DC court delays Trump's March trial for planning to overthrow 2020 election(Part-2)

With the conflicting trial date in Washington, the judge in the New York case—the first of four indictments brought against Trump last year—has long fought defense requests to delay the March 25 start date. The judge correctly assumed that the former president's legal schedule might change as the trial drew near.

The last elements are anticipated to be worked out during Trump's pretrial hearing, which is scheduled for February 15 in Manhattan court. The New York lawsuit appears to be started promptly. 

Prosecutors and attorneys for Trump have reportedly started briefing the court on jury selection processes, and some witnesses have reported receiving instructions to be prepared to testify.

As part of his alleged efforts to conceal payments made on the Republican's behalf to bury unfavorable news before to his 2016 victory over Democrat Hillary Clinton, Trump reportedly logged the payments as legal expenditures in the New York case. There is no assurance of jail time, but a guilty judgment would add Trump to the historic list of previous presidents convicted of a felony, which might hurt his bid for reelection.

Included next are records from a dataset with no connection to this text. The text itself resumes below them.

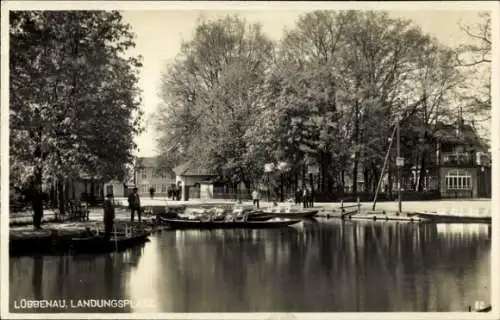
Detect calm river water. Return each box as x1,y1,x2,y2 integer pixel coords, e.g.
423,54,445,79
10,219,491,312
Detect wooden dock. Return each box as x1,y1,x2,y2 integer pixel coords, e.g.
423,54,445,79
317,210,424,222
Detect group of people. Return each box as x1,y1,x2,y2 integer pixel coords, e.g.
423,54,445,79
103,188,142,239
295,185,314,208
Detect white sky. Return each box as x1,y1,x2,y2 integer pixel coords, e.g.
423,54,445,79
123,9,488,156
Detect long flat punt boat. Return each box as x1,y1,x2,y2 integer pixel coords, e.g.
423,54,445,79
71,231,150,253
408,212,491,223
262,209,319,219
161,218,300,229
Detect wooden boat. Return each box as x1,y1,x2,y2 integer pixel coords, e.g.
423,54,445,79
408,212,491,223
161,218,300,229
70,231,150,253
9,234,55,255
262,208,319,219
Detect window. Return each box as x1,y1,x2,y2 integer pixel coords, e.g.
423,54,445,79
139,168,148,180
446,170,472,190
161,169,168,180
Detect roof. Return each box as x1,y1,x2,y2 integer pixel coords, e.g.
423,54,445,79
135,157,158,168
173,161,217,176
434,123,488,149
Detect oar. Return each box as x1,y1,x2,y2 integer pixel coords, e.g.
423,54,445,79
113,224,118,251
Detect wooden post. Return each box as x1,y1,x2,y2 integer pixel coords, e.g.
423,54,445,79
372,127,397,211
396,118,401,215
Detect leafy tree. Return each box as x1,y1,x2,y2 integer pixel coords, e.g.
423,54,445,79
10,11,142,225
457,13,492,132
156,16,273,189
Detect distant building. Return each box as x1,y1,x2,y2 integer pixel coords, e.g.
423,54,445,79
345,120,491,199
134,157,176,197
435,120,491,198
173,161,217,201
402,120,491,198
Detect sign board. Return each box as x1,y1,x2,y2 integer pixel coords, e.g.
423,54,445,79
396,157,405,167
307,165,319,174
264,163,274,172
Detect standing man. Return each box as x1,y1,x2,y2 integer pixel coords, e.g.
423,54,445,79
27,177,43,230
104,193,115,240
307,186,314,208
128,187,141,222
295,187,300,204
252,189,260,209
302,186,309,208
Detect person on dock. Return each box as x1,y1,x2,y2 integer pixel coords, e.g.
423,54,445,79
252,189,260,209
295,187,301,204
128,188,141,222
307,186,314,208
104,193,115,240
302,186,309,208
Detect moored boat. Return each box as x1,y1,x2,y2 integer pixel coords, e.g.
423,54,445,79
161,217,300,229
408,212,491,223
262,207,319,219
70,230,150,253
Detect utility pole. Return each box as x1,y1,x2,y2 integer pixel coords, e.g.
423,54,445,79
396,118,404,215
372,127,397,211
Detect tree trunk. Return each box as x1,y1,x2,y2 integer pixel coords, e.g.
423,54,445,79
57,178,66,215
30,166,43,229
352,101,359,193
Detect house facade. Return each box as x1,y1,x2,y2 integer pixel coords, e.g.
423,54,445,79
403,120,491,198
345,120,491,199
134,157,176,197
173,162,217,201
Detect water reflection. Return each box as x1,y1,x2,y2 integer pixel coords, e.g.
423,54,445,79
10,220,491,312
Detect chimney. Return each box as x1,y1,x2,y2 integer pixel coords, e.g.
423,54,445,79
456,107,464,136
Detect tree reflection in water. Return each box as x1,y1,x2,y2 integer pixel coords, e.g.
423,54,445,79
10,219,491,312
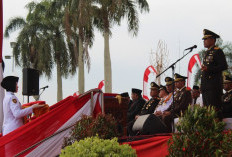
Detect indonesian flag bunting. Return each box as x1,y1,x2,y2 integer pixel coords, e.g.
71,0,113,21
0,0,5,133
73,91,80,97
98,80,105,89
0,90,103,157
187,54,201,89
143,65,157,100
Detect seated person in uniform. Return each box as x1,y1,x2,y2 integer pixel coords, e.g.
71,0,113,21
127,88,146,123
191,85,203,107
1,76,44,135
222,76,232,118
127,82,160,136
120,92,132,108
154,85,172,116
163,74,192,130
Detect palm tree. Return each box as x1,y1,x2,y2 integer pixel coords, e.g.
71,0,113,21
56,0,95,93
94,0,149,93
5,1,72,101
194,39,232,84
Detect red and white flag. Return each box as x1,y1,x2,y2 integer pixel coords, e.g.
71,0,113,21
187,54,201,89
143,65,157,100
97,80,105,89
0,0,5,133
0,91,103,157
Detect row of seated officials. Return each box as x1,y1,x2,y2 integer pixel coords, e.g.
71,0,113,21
121,74,232,136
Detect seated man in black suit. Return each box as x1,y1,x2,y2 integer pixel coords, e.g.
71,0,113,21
127,82,160,136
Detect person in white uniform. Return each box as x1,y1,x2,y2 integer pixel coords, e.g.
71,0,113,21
1,76,43,136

Critics of Trump and his opponents' campaign staff have long griped about the fact that the first indictment was against Manhattan District Attorney Alvin Bragg. They argue that this served to mitigate the electoral impact of subsequent, more severe indictments, as voters were disinterested or confused by the sheer number of cases.

In recent weeks, Bragg has chosen to refer to his case as "election interference" rather than "hush money." However, this time, it involves underhanded tactics during Trump's 2016 presidential campaign.

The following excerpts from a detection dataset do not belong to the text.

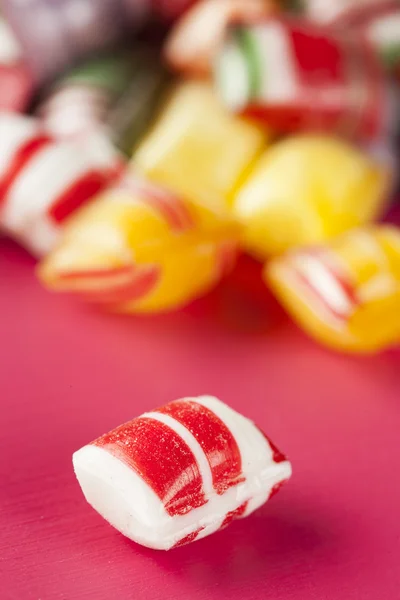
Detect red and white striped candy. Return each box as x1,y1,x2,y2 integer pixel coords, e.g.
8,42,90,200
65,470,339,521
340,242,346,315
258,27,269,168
303,0,398,26
73,396,291,550
0,112,124,256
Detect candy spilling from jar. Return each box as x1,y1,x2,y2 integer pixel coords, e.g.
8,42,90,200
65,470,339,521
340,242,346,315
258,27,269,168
0,0,400,352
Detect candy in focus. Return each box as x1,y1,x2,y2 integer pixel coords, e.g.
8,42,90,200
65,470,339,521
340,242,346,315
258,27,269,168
133,82,268,209
38,176,239,313
265,225,400,353
73,396,291,550
0,112,122,256
233,135,391,259
215,19,394,140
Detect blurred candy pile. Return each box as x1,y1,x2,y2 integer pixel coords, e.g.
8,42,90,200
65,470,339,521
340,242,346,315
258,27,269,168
0,0,400,353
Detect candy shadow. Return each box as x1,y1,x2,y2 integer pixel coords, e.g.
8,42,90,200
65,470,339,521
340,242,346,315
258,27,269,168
125,500,341,587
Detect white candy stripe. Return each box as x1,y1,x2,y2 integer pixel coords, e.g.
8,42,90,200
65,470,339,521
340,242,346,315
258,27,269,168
142,412,215,499
252,22,299,103
193,396,274,477
73,396,291,549
39,86,110,112
0,17,22,65
12,215,61,258
73,445,170,548
292,254,353,315
2,143,101,230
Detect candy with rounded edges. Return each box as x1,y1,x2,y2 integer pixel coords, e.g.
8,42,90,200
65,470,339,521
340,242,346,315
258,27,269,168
265,225,400,354
2,0,135,82
132,81,268,213
214,19,394,139
356,2,400,70
38,175,239,313
0,112,123,256
73,396,292,550
164,0,277,77
233,135,391,259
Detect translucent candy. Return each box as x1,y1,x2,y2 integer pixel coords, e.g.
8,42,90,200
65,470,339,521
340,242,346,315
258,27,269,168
73,396,292,550
39,172,238,313
133,82,267,214
265,225,400,353
233,135,391,259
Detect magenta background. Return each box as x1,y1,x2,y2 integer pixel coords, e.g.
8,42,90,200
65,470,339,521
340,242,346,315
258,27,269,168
0,213,400,600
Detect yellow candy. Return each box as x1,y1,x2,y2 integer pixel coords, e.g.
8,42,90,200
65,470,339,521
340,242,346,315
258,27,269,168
265,225,400,353
133,82,267,209
38,177,239,313
234,135,389,259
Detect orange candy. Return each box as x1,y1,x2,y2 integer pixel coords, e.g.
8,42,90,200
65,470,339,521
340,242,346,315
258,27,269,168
38,176,238,313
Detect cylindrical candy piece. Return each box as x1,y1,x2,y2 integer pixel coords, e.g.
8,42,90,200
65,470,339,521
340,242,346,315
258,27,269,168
2,0,138,81
38,171,239,313
133,82,267,213
215,19,393,139
233,135,391,259
0,16,33,112
73,396,292,550
164,0,277,77
265,225,400,354
0,113,123,256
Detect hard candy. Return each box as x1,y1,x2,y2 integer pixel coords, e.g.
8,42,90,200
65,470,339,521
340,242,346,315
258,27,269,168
73,396,291,550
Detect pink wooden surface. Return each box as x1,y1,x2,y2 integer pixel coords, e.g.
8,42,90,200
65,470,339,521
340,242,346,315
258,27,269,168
0,227,400,600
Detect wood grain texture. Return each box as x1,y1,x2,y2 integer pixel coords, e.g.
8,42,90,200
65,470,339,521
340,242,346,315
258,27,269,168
0,226,400,600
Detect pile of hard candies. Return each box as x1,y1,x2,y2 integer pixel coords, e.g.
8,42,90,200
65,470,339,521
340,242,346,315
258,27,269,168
0,0,400,352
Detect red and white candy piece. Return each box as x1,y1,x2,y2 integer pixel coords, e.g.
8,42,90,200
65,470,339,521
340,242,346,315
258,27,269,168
73,396,292,550
0,112,122,256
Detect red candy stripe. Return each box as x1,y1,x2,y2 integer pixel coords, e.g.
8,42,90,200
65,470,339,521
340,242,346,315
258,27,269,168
172,527,204,548
0,135,53,203
268,479,287,500
72,265,161,305
93,417,207,516
157,400,244,494
259,429,287,463
48,170,111,223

At the same time, Trump is facing dozens of criminal accusations in Florida related to the alleged unlawful retention of secret papers at his Mar-a-Lago club. There is still time to move the trial date of the case from May 20 to a later date. 

Fulton County District Attorney Fani Willis has filed a second lawsuit against him in Georgia, this time alleging that he conspired to rig the 2020 election in that state. A trial date has not been scheduled.